There I was, with nothing to do, but with a beautiful area of eastern Ontario to explore. So, I headed back towards Perth with the idea of trying to find some new antique shops. Just to the west of Perth on Highway 7, I stopped at a roadside shop called Antiques and Things. From the outside, it did not look promising, but once inside, I was impressed with the quantity and quality of the items for sale, including a good number of figurines. There was one cabinet of Hummel figures, but it was so situated that I could not get within four feet of it. Still, I carefully scanned each shelf from that distance in the hopes of spotting a frame drummer. Nothing. There were also three smaller objects lying on their sides on the shelf which I could not quite make out, but which I assumed were not Hummels. Could one of them be holding a drum?
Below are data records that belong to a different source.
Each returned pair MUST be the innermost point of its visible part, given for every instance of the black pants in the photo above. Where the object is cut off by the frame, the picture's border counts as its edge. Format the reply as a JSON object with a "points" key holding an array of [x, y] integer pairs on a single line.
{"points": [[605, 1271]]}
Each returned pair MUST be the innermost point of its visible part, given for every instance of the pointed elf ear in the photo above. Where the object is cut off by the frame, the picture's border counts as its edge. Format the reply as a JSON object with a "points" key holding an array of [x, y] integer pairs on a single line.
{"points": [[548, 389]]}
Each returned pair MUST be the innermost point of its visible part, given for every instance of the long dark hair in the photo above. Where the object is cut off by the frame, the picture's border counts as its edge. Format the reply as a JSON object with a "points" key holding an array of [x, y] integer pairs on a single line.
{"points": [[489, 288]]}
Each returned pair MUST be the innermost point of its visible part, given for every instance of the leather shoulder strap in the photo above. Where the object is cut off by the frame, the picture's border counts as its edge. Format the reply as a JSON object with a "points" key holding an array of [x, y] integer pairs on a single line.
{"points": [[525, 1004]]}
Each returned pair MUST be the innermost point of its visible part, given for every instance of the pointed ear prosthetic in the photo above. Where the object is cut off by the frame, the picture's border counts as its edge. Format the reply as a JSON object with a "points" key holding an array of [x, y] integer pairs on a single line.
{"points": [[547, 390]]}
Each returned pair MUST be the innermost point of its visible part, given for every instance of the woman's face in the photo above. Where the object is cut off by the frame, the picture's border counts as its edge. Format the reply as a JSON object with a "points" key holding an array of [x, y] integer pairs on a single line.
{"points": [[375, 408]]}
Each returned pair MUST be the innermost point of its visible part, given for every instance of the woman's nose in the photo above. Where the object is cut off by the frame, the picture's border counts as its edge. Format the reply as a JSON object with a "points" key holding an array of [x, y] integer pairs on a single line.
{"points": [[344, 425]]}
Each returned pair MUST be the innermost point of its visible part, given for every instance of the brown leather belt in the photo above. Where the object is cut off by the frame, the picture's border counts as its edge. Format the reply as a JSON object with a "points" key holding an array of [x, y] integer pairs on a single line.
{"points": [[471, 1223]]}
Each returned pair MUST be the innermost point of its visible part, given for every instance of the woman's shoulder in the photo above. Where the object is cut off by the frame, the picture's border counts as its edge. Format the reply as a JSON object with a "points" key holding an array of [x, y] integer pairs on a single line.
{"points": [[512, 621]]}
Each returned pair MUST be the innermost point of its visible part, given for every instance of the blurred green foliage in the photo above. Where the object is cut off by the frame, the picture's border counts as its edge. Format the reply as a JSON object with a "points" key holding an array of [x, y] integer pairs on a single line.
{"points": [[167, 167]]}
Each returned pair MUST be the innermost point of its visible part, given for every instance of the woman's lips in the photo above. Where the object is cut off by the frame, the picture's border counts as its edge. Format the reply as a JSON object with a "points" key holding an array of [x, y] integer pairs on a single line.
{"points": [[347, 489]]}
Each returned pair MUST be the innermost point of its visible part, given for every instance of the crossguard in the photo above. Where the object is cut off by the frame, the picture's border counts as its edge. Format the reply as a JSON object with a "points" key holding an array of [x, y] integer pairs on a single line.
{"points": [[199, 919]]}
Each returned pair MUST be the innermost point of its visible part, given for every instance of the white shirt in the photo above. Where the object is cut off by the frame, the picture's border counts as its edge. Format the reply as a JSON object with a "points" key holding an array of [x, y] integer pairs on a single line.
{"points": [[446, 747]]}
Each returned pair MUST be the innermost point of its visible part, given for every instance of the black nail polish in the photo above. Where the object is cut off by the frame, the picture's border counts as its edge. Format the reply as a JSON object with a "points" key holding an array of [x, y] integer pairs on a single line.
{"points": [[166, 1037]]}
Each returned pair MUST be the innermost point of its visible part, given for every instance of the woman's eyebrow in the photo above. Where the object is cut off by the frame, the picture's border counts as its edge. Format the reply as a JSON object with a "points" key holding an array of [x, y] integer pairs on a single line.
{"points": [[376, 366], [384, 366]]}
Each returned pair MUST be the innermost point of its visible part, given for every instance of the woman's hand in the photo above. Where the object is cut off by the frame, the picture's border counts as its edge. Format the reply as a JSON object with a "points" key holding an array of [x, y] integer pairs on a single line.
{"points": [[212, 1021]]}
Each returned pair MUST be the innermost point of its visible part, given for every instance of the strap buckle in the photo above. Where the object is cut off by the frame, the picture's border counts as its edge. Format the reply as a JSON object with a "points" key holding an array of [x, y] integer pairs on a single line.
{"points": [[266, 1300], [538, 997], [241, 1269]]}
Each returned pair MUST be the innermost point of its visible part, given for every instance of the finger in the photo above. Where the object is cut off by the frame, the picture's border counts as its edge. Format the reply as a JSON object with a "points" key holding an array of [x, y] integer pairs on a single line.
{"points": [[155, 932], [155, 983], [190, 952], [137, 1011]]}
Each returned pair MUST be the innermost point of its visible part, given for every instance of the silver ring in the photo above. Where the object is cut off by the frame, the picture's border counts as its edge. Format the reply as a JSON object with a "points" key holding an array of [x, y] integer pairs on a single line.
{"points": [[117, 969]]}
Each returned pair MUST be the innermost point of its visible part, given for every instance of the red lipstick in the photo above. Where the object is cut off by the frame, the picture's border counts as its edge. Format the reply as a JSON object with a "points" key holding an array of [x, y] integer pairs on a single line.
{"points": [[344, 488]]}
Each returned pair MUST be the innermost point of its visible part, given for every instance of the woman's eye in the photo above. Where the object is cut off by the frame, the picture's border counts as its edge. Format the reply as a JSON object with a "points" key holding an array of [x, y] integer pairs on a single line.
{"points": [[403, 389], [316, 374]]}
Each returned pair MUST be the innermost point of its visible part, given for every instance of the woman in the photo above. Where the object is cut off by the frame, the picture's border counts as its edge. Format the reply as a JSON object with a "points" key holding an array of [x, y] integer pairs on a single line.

I moved on, and might not have gone back to that case if I had not spotted, in another case, a figure that did indeed look as though it was holding a frame drum. That was good enough to get the proprietor to come over and open the cabinet.  That object was a disappointment, but since I had already had her over, I thought I might as well ask her about the objects in the Hummel case. When she opened that door, and lifted out the piece I was asking about, I was delighted to find that it had two little Hummel inspired figures on a German style Christmas tree candle holder, one of which was indeed banging away on her frame drum! The attached card stated that this was "Drumming for Joy," set One in the Berta Hummel "Sharing the Light of the Season, Heirloom Classics, Ornament Collection." 2002 Bradford Editions  87601.

I am surprised that I spotted it, given that the figures on the ornament are only two inches high, and the total ornament is just four inches. Not bad for these old eyes! My basic rule is to look at each figure with the question: "What are the hands doing?" Nothing else is of importance. 

"Drumming for Joy" is not a new Hummel figurine for us. Indeed, in April of this year, we found and purchased the larger original the BH 58 copyright Goebel 1998 Thailand at the Springfield Antique Center, in Springfield OH.

We had been on the lookout for a Hummel frame drum player ever since we found a "Made in Japan" figurine in 2011 which looked like it might have been modelled from a Hummel original. It is interesting to contrast the crude painting on this latter figure, with the "real" Hummel.